Frutos empalagosos

Desde siempre han existido mujeres «fáciles». En el antiguo Egipto, hasta las hijas de los faraones yacían con cualquiera y se casaban con sus hermanos; también en Roma, Mesalina y Agripina se echaban apuestas a ver cual de ellas «aguantaba» más horas de sexo: para ello, eran colocadas sobre un cuadrado que sobresalía del suelo, con tramos de escaleras por un lado y otro, de modo que los hombres que subían esperaban su turno, practicaban sexo y bajaban por el tramo de escalera de la parte contraria. Así se tiraban a veces el día y la noche, y sólo descansaban para hacer sus necesidades, comer y beber. Claudio «El Cornutto», como le decían, parecía vivir en babia, sin enterarse de nada, tan sólo le molestaban las moscas, que los negritos se encargaban de espantar con hojas de palmera, y se desvivía por los higos y brevas, que nadie en palacio comía, ya que eran frutos sagrados, que sólo él tomaba.

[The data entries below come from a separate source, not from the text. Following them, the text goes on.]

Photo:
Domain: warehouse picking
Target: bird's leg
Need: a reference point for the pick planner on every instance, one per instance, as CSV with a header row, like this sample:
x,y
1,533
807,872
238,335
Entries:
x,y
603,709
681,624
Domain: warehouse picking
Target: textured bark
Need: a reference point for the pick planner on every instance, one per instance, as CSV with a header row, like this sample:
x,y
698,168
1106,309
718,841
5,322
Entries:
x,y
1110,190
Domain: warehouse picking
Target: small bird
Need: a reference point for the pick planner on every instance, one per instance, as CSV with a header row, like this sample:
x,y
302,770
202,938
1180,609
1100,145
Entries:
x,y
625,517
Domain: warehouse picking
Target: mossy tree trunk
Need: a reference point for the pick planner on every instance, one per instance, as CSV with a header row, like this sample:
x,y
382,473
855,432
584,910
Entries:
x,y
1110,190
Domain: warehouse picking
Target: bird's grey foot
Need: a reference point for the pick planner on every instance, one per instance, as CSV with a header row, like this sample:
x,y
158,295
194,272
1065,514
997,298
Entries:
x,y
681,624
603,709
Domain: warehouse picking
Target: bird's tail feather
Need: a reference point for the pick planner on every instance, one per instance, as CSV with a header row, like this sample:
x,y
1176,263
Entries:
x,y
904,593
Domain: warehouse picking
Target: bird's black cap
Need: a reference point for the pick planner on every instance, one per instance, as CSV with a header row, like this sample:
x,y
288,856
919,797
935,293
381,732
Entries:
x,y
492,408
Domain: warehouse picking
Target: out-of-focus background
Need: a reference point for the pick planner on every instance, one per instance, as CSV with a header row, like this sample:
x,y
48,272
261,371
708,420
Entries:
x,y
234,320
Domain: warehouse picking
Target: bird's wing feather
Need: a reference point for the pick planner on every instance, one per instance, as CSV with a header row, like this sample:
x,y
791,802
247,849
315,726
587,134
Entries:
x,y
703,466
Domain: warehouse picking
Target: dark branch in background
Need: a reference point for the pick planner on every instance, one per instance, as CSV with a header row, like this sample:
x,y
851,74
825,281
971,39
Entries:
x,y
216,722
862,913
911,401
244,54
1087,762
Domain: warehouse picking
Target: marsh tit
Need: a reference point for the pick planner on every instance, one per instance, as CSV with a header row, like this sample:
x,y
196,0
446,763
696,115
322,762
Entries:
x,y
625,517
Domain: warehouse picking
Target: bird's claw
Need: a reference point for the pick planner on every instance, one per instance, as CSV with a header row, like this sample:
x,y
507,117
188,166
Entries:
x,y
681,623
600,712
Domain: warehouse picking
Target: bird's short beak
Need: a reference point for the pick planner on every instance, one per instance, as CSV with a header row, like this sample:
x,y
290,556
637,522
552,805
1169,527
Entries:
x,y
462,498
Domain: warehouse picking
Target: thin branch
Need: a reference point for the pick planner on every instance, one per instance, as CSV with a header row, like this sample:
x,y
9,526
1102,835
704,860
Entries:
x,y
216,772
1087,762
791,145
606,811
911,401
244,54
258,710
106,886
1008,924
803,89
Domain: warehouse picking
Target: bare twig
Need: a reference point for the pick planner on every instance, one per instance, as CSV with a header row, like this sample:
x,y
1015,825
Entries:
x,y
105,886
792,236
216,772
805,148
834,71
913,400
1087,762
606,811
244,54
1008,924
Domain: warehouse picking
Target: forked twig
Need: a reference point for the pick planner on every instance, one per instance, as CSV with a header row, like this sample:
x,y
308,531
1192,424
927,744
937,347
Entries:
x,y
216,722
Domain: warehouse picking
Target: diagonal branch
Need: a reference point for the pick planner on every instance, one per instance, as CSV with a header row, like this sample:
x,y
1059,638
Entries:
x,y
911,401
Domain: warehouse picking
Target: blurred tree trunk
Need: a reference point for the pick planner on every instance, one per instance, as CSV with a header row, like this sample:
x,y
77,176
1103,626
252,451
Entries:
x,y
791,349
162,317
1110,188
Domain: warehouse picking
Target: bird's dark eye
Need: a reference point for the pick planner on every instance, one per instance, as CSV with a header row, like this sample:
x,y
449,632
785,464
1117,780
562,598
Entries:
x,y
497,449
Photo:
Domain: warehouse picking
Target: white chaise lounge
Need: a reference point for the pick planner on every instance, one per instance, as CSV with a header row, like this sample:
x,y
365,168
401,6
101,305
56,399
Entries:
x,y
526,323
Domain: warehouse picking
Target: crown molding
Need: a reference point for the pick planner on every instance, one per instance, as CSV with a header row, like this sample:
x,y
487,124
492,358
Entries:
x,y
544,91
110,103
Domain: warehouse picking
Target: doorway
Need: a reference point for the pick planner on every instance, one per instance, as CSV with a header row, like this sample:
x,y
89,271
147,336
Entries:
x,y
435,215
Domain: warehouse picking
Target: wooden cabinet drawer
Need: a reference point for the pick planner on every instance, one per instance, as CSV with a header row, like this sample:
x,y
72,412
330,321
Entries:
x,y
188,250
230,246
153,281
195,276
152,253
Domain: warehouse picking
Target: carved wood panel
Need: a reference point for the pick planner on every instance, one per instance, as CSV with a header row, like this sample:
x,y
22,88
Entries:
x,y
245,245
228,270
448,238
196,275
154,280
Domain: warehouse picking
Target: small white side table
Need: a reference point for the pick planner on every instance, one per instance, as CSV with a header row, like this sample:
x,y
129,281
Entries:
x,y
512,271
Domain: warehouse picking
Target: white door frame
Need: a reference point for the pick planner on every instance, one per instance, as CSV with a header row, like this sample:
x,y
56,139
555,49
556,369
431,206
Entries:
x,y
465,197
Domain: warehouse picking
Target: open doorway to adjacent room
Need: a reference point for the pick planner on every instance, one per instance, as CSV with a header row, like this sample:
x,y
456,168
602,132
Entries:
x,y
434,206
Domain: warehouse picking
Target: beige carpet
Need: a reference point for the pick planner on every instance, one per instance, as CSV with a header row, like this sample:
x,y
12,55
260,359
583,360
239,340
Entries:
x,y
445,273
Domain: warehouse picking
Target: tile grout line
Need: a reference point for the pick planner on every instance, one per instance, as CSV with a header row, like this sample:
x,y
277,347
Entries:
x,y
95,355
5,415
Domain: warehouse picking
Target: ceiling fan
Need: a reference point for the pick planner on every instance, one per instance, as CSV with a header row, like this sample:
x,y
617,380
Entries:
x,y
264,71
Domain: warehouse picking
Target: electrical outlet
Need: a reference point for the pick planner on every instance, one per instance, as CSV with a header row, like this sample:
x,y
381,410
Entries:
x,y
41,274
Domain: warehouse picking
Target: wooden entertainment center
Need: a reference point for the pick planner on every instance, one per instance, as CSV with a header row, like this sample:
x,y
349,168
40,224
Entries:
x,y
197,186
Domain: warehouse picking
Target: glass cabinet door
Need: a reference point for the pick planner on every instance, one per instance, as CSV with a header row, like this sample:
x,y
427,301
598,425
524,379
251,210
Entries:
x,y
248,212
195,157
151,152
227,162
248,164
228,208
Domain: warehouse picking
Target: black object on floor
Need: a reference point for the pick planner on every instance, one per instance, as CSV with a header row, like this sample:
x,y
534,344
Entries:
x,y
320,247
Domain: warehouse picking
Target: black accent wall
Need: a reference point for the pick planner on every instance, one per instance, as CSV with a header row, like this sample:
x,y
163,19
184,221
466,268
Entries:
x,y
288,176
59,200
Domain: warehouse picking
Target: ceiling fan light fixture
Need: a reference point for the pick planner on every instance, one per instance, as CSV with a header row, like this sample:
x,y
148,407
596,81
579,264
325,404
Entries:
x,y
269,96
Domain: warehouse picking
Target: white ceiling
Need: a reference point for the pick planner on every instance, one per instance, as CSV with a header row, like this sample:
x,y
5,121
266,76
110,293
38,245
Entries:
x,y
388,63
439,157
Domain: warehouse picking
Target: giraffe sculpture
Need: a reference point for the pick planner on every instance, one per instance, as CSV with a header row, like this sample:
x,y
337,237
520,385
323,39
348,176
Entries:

El Emperador era un hombre enfermizo y débil, con un defecto congénito, que le hacía mover la cabeza hacia todos lados y sorber el contenido de sus fosas nasales. Por eso, su esposa, asqueada de tanta porquería, se refocilaba en el lecho con el primero que pillaba a mano, como una marrana que se revuelca en el fango. Una tarde que paseaba por los jardines, Agripina ordenó a todas sus damas y eunucos que la dejasen sola, pues le dolía la cabeza y quería estar un rato en silencio. En cuanto vio que no había nadie cerca, inyectó un potente veneno en uno de los higos, con la absoluta seguridad de que tarde o temprano su tonto marido se lo comería. A los 15 días le presentaron una bandeja de oro llena de esa fruta, que él comía con delicia, pero al 3º que engulló, empezó a sentirse mal y en 5 minutos estaba muerto. ¡OJO! Tanto higo al final empalaga o se indigesta.